María Elena Walsh, écrivain, parolière, conteuse, chanteuse, compositrice, guitariste, s'est éteinte hier, dans une clinique de Buenos Aires, à l'âge de 81 ans (elle était né le 1er février 1930, dans la banlieue de la capitale), après avoir, comme le titre si joliment Clarín "appris [aux Argentins] à être des enfants et les avoir fait grandir".
C'est aussi une militante politique qui disparaît, une militante de la démocratie, hostile à tout autoritarisme. Même pendant la dernière dictature, elle a eu le courage d'ouvrir la bouche, tout en écrivant et en chantant pour les enfants. Au milieu des années 50, pour fuir le péronisme dont elle considérait qu'il s'agissait d'une dictature (1), elle était venue se réfugier à Paris où elle se mit à travailler avec son homologue, la poétesse chilienne Violeta Parra. Marquée dans l'enfance par le goût anglais de son père et l'influence andalouse de sa mère, à Paris, elle fréquenta Saint-Germain des Près, Jacques Prévert, Pablo Picasso et Charles Aznavour et publia entre autres Sous le ciel d'Argentine, dans la langue de Molière.
Le tango de la deuxième moitié du 20ème siècle lui doit aussi beaucoup. En particulier ce qui fut l'un des grands succès de Susana Rinaldi, Magoya. Et ce qui fut un pied de nez à la censure anti-péroniste qui interdisait même de prononcer le nom du général : El 45 (l'année où Domingo Perón avait gagné, d'avance, son élection au fauteuil présidentiel, en se faisant acclamer, de retour d'une brève détention, par une foule immense sur la Plaza de Mayo : sans citer le nom interdit, elle parvient à évoquer l'événement de manière plus claire encore). Une liste de 10 letras de tango est disponible actuellement sur le site encyclopédique de Ricardo García Blaya, Todo Tango, dont Como la cigarra (comme la cigale), une belle habanera très souvent inscrite au répertoire des chanteurs d'aujourd'hui et que l'on trouve sur de nombreux disques, y compris ceux des grandes voix consacrées.
María Elena Walsh avait inventé des petits personnages dont les enfants d'aujourd'hui et ceux d'hier ont suivi avidement les aventures : Liso le petit singe, Jacinta la guenon, et Manuelita, la gentille tortue verte...
Photo datant du 24 octobre 2008 (archives La Nación)

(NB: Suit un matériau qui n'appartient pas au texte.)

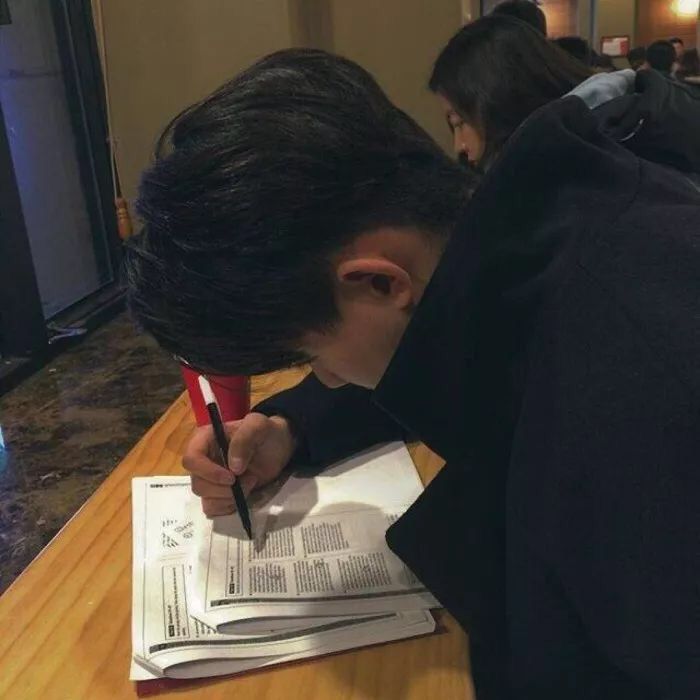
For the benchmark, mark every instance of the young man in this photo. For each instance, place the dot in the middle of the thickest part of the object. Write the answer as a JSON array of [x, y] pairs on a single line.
[[678, 46], [661, 55], [543, 339]]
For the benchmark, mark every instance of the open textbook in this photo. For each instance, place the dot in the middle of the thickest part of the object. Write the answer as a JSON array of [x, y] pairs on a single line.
[[318, 578]]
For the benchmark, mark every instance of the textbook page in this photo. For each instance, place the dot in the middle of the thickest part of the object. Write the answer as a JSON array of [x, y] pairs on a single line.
[[319, 547], [168, 640]]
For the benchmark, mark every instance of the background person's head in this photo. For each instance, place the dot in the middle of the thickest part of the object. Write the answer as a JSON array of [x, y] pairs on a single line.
[[689, 65], [492, 75], [602, 63], [637, 57], [524, 10], [293, 215], [661, 56], [678, 45], [577, 47]]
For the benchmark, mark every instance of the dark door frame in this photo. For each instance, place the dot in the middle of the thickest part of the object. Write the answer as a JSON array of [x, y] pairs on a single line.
[[25, 341]]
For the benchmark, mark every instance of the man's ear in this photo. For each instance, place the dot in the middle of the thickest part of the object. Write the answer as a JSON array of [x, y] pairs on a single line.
[[376, 279]]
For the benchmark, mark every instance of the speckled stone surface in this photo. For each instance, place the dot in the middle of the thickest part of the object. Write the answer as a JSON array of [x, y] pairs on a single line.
[[67, 426]]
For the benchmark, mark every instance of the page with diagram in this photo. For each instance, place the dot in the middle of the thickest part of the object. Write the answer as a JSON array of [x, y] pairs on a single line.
[[169, 640], [319, 547]]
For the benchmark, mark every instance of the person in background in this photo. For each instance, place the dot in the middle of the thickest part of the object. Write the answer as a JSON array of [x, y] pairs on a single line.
[[689, 67], [577, 47], [542, 338], [637, 57], [678, 46], [495, 72], [661, 56], [602, 63], [524, 10], [491, 76]]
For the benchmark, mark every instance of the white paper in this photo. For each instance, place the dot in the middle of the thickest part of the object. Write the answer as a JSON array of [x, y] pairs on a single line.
[[320, 548], [169, 640]]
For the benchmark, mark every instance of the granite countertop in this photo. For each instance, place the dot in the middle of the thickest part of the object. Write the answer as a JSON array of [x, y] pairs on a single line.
[[67, 426]]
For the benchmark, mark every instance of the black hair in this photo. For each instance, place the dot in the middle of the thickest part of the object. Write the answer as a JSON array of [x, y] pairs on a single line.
[[525, 10], [577, 47], [497, 70], [251, 192], [637, 56], [661, 56]]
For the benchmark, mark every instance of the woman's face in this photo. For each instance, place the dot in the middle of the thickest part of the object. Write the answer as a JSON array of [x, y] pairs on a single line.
[[468, 140]]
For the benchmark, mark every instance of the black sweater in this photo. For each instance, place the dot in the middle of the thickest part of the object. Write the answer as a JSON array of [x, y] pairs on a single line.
[[554, 362]]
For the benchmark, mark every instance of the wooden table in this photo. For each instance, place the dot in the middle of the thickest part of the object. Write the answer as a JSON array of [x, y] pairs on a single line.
[[66, 620]]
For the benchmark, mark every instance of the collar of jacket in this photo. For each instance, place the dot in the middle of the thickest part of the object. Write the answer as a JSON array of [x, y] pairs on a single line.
[[558, 179]]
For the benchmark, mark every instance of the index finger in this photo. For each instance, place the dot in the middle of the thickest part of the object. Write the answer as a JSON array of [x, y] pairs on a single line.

Mon premier article sur María Elena Walsh, en octobre 2008, avec Jairo, portait sur cette manifestation.
Mon premier article sur María Elena Walsh, en octobre 2008, avec Jairo, portait sur cette manifestation.
Le corps de María Elena Walsh sera porté en terre tout à l'heure, au cimetière de la Chacarita, à 11h du matin, heure de Buenos Aires. Il y a 5 heures de décalage avec l'heure de l'Europe de l'ouest.
Pour a ller plus loin :
lire l'article de Página/12, qui consacre à cette disparition l'intégralité de sa une de ce matin
lire l'article de Clarín qui, malgré un très joli titre, relègue l'info dans le corps de sa page d'accueil
lire l'article de La Nación, qui traite l'information avec un beau dossier multimédia qu'il faut néanmoins chercher un peu.
(1) Et la question mérite en effet d'être posée, car il y avait peu de liberté de la presse sous le gouvernement de Perón et les opposants avaient la vie dure. On était alors en pleine guerre froide et la démocratie telle que nous la connaissons en Europe était impraticable dans des pays qui étaient trop fragiles pour ne céder aux pressions d'aucun des deux blocs qui se les disputaient. Ce qui fait que la démocratie n'a jamais existé sur le continent pendant toute la durée de la Guerre froide et jusqu'à ce que les Etats-Unis commencent à pouvoir envisager la chute du régime soviétique, après l'élection de Jean-Paul II et l'apparition de Solidarnosc en Pologne.